Cesko-Slovacko-Poljsko

First we prove the numbers $a_1,\dots ,a_n$ are mutually relatively prime. If this is not true, we have $(a_i,a_j)=d>1$ for some $i\ne j$. Put $a_i=u\cdot d$, $a_j=v\cdot d$. Set $b_i=1$, $b_j=2$. By (ii), there exist $m$, $c_i$, and $c_j$ such that $$m\cdot b_i=c_i^{a_i}\text{and}m\cdot b_j=c_j^{a_j},\text{therefore}m=(c_i^{a_i}{)}^d\text{and}2m=(c_j^{v_j}{)}^d.$$ So $2(c_i^{a_i}{)}^d=(c_j^{v_j}{)}^d$, which is not possible, since the exponent of $2$ in the prime factorization of the right hand side is and the one of the left hand side is not a multiple of $d$.

Assume that $a_1,\dots ,a_n$ are mutually relatively prime. We shall prove that the condition (ii) is fulfilled. Let $b_1,\dots ,b_n$ be any $n$-tuple of positive integers and $p_1,\dots ,p_k$ be all the prime divisors of $b_1,\dots ,b_n$. We look for $a_i$ in the form $$m=p_1^{a_1}\cdots p_k^{a_k}.$$ For $i=1,\dots ,n$, denote by ${\beta }_{i,j}$ the exponent of $p_j$ in the prime factorization of $b_i$. In order for $m\cdot b_i$ to be an $a_i$-th power, it suffices ${\alpha }_j+{\beta }_{i,j}$ to be a multiple of $a_i$ for $j=1,\dots ,k$. So we need ${\alpha }_j$ fulfilling the congruences $${\alpha }_j\equiv -{\beta }_{1,j}(\mathrm{mod}{a}_1),{\alpha }_j\equiv -{\beta }_{2,j}(\mathrm{mod}{a}_2),\dots {\alpha }_j\equiv -{\beta }_{n,j}(\mathrm{mod}{a}_n).$$ The existence of such ${\alpha }_j$ is guaranteed by Chinese Remainder Theorem (as $a_1,\dots ,a_n$ being mutually relatively prime).

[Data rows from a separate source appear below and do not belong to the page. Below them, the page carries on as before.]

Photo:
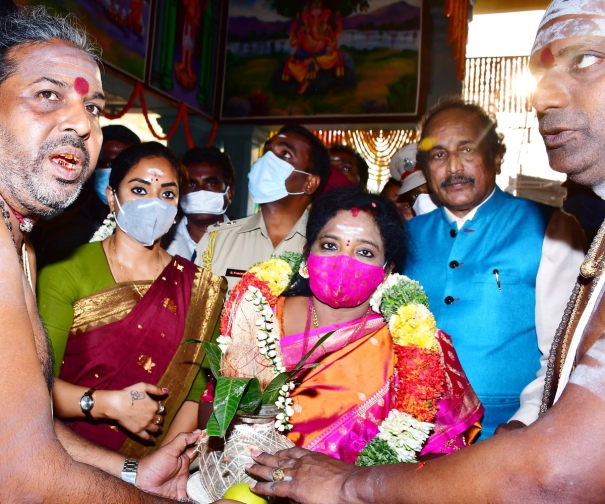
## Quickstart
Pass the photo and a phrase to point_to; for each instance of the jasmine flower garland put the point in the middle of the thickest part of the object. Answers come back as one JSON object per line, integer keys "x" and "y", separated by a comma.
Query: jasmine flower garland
{"x": 419, "y": 378}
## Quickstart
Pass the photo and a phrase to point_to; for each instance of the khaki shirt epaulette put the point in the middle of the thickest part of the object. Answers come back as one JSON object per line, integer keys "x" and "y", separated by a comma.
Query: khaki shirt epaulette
{"x": 222, "y": 226}
{"x": 230, "y": 248}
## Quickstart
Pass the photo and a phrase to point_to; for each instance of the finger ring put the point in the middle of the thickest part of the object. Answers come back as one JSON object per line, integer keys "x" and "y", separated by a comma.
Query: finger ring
{"x": 278, "y": 474}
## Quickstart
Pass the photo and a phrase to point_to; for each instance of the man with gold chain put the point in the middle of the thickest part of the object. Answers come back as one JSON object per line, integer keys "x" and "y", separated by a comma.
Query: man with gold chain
{"x": 561, "y": 456}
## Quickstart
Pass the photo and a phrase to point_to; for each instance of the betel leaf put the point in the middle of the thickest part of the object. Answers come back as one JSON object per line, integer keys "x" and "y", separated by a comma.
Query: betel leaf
{"x": 214, "y": 354}
{"x": 251, "y": 399}
{"x": 212, "y": 428}
{"x": 227, "y": 396}
{"x": 271, "y": 393}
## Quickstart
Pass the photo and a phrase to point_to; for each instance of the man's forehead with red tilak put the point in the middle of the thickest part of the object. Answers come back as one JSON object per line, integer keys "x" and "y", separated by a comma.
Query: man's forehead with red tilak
{"x": 81, "y": 85}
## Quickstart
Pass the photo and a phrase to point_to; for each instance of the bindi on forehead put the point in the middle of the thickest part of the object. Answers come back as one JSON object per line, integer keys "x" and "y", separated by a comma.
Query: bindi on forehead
{"x": 81, "y": 85}
{"x": 547, "y": 58}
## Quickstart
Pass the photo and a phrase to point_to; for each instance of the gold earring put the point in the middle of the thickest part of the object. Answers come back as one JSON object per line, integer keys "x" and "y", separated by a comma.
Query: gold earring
{"x": 303, "y": 271}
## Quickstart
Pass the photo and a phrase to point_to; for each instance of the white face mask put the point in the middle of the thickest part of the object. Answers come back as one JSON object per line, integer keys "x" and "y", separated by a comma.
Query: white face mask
{"x": 204, "y": 202}
{"x": 145, "y": 220}
{"x": 267, "y": 179}
{"x": 423, "y": 204}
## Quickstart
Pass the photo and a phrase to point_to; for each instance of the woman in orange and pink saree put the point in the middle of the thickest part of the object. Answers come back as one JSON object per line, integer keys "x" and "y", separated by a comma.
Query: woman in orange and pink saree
{"x": 354, "y": 241}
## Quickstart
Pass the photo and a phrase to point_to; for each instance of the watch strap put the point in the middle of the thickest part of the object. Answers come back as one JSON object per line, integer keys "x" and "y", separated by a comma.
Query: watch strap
{"x": 129, "y": 471}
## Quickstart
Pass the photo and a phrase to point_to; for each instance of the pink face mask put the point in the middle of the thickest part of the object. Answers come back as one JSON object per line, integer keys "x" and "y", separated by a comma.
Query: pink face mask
{"x": 341, "y": 281}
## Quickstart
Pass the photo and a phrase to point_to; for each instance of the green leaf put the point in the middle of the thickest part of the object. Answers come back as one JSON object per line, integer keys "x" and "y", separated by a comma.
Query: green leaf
{"x": 271, "y": 393}
{"x": 293, "y": 259}
{"x": 227, "y": 395}
{"x": 212, "y": 428}
{"x": 214, "y": 354}
{"x": 251, "y": 399}
{"x": 376, "y": 452}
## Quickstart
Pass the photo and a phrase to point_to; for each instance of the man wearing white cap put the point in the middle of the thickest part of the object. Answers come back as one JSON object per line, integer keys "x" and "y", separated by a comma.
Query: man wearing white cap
{"x": 560, "y": 457}
{"x": 413, "y": 194}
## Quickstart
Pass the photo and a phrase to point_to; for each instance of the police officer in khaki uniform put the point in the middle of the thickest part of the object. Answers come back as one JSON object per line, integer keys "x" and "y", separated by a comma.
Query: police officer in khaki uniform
{"x": 283, "y": 182}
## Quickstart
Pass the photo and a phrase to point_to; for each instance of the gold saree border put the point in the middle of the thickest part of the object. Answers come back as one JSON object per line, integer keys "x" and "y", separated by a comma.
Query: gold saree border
{"x": 207, "y": 294}
{"x": 106, "y": 306}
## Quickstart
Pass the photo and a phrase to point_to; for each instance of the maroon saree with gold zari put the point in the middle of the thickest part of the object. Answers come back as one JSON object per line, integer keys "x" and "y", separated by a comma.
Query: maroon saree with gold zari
{"x": 118, "y": 339}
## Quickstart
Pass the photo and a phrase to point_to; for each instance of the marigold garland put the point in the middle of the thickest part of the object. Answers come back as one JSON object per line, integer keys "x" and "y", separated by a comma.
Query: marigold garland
{"x": 419, "y": 379}
{"x": 261, "y": 285}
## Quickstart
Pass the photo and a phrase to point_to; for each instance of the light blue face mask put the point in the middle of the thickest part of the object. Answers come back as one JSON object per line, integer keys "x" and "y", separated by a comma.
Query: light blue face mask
{"x": 101, "y": 183}
{"x": 145, "y": 220}
{"x": 267, "y": 179}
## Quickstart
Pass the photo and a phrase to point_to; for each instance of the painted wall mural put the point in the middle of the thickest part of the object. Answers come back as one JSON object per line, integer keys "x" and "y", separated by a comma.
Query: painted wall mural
{"x": 120, "y": 27}
{"x": 185, "y": 51}
{"x": 295, "y": 58}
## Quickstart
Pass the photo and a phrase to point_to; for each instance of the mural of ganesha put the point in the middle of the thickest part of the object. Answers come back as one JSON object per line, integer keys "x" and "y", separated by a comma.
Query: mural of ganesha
{"x": 315, "y": 39}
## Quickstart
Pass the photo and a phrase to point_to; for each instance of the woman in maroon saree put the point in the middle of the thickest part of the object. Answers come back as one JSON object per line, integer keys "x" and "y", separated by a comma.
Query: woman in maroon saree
{"x": 119, "y": 312}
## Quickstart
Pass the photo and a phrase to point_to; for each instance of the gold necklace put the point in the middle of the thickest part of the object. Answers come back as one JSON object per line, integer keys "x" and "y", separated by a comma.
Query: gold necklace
{"x": 157, "y": 269}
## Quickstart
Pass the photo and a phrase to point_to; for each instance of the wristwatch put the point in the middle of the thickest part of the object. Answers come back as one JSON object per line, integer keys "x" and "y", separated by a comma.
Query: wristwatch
{"x": 87, "y": 403}
{"x": 129, "y": 471}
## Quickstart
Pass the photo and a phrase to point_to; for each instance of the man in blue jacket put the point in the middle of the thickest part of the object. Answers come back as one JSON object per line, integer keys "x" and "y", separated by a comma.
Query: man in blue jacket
{"x": 497, "y": 269}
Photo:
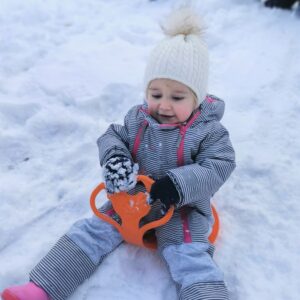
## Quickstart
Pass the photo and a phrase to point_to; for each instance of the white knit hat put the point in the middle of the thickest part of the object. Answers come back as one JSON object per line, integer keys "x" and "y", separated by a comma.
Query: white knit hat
{"x": 182, "y": 55}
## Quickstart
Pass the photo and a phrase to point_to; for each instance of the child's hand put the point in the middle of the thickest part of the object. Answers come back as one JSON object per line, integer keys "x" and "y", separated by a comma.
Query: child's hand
{"x": 120, "y": 174}
{"x": 164, "y": 190}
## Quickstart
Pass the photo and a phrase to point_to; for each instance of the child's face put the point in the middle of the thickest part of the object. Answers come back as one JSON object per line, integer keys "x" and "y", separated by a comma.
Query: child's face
{"x": 169, "y": 101}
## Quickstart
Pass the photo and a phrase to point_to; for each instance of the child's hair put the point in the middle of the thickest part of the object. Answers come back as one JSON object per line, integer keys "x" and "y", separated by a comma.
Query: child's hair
{"x": 182, "y": 55}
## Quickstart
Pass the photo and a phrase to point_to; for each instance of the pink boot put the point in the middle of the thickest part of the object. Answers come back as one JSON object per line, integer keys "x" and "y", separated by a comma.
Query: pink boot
{"x": 28, "y": 291}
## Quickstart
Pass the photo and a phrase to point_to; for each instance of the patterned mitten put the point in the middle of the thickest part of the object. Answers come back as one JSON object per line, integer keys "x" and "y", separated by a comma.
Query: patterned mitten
{"x": 120, "y": 174}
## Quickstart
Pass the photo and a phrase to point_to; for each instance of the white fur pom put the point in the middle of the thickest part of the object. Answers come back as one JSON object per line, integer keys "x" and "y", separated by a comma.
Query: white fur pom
{"x": 183, "y": 21}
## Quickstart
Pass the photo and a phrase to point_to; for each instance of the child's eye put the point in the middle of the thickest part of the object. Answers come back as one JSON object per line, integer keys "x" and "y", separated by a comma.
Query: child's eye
{"x": 177, "y": 98}
{"x": 156, "y": 96}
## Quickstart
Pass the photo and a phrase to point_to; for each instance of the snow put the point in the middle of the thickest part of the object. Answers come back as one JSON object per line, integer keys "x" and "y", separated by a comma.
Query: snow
{"x": 70, "y": 68}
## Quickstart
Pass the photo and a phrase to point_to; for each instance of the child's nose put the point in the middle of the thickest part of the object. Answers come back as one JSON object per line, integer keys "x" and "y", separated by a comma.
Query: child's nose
{"x": 165, "y": 104}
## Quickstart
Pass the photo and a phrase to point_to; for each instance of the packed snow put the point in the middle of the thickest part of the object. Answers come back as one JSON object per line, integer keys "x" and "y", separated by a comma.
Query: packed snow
{"x": 70, "y": 68}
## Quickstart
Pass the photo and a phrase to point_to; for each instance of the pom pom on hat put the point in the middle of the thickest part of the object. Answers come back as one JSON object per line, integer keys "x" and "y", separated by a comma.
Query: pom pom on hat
{"x": 182, "y": 55}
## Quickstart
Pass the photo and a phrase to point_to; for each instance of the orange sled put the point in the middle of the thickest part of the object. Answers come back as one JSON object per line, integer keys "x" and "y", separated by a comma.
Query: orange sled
{"x": 131, "y": 209}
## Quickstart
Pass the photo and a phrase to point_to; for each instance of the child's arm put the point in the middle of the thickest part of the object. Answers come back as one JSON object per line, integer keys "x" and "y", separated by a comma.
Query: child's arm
{"x": 115, "y": 141}
{"x": 215, "y": 161}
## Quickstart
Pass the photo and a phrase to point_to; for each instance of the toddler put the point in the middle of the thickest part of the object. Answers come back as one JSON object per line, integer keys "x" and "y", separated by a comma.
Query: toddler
{"x": 176, "y": 138}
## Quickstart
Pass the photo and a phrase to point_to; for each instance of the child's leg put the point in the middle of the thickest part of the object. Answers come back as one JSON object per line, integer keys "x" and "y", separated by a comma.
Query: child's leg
{"x": 75, "y": 257}
{"x": 184, "y": 247}
{"x": 195, "y": 273}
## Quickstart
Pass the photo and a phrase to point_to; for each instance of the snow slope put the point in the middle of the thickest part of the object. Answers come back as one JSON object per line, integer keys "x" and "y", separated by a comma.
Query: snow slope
{"x": 70, "y": 68}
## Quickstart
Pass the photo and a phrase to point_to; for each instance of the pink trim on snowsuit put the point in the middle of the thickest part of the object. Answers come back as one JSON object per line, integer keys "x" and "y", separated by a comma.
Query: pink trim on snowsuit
{"x": 180, "y": 162}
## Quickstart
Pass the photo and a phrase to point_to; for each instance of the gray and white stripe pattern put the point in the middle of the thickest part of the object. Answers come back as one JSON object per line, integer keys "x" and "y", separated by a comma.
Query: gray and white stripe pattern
{"x": 63, "y": 269}
{"x": 208, "y": 161}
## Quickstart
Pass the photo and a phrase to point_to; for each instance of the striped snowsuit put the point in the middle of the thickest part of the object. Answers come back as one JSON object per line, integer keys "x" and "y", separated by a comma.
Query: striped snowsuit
{"x": 199, "y": 158}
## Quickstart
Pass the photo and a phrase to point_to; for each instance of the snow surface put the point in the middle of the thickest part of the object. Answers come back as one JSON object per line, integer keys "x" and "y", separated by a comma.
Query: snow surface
{"x": 70, "y": 68}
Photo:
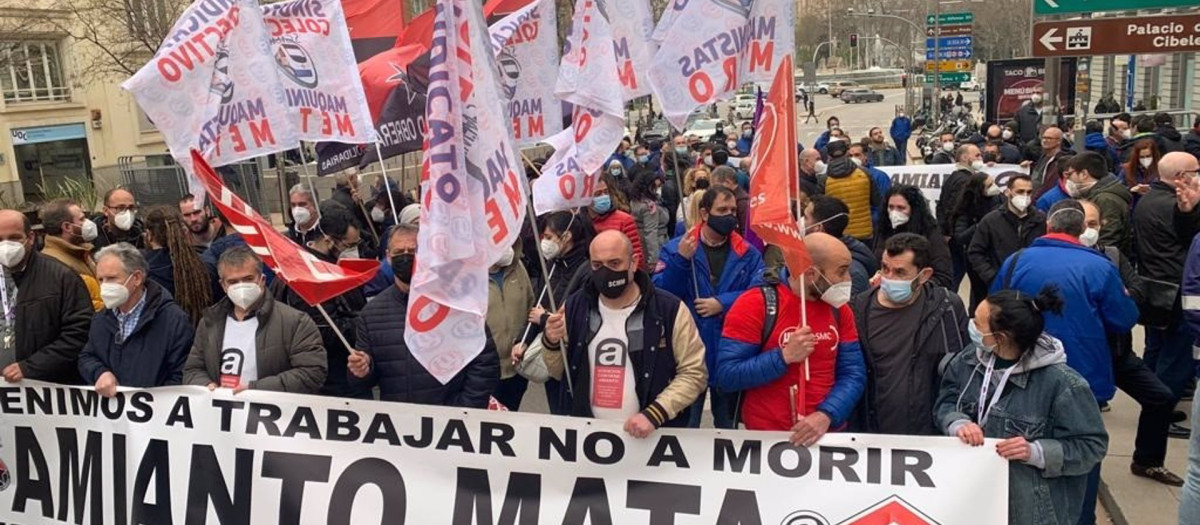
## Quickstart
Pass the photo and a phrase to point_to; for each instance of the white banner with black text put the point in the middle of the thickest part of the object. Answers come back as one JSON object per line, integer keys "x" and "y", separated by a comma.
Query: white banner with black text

We have proved the condition (ii) is satisfied if and only if the numbers $a_1,\dots ,a_n$ are mutually relatively prime. Among $1,2,\dots ,50$, there are exactly $15$ primes. If $n\ge 17$ then among $2\le a_2<a_3<\cdots <a_n\le 50$, there must be at least two numbers sharing the same prime number in their prime factorizations, hence not being relatively prime. Therefore we have $n\le 16$.

If $n=16$, then $a_1=1$ and $a_2,a_3,\dots ,a_{16}$ must be the powers of different primes. We list the powers of primes which can be used: $$\begin{array}{lclc}p& =& 2:& 2,4,8,16,32,\\ p& =& 3:& 3,9,27,\\ p& =& 5:& 5,25,\\ p& =& 7:& 7,49,\\ p& \ge & 11:& \text{only }p.\end{array}$$ Then the total number of the corresponding $16$-tuples is $5\cdot 3\cdot 2\cdot 2=60$.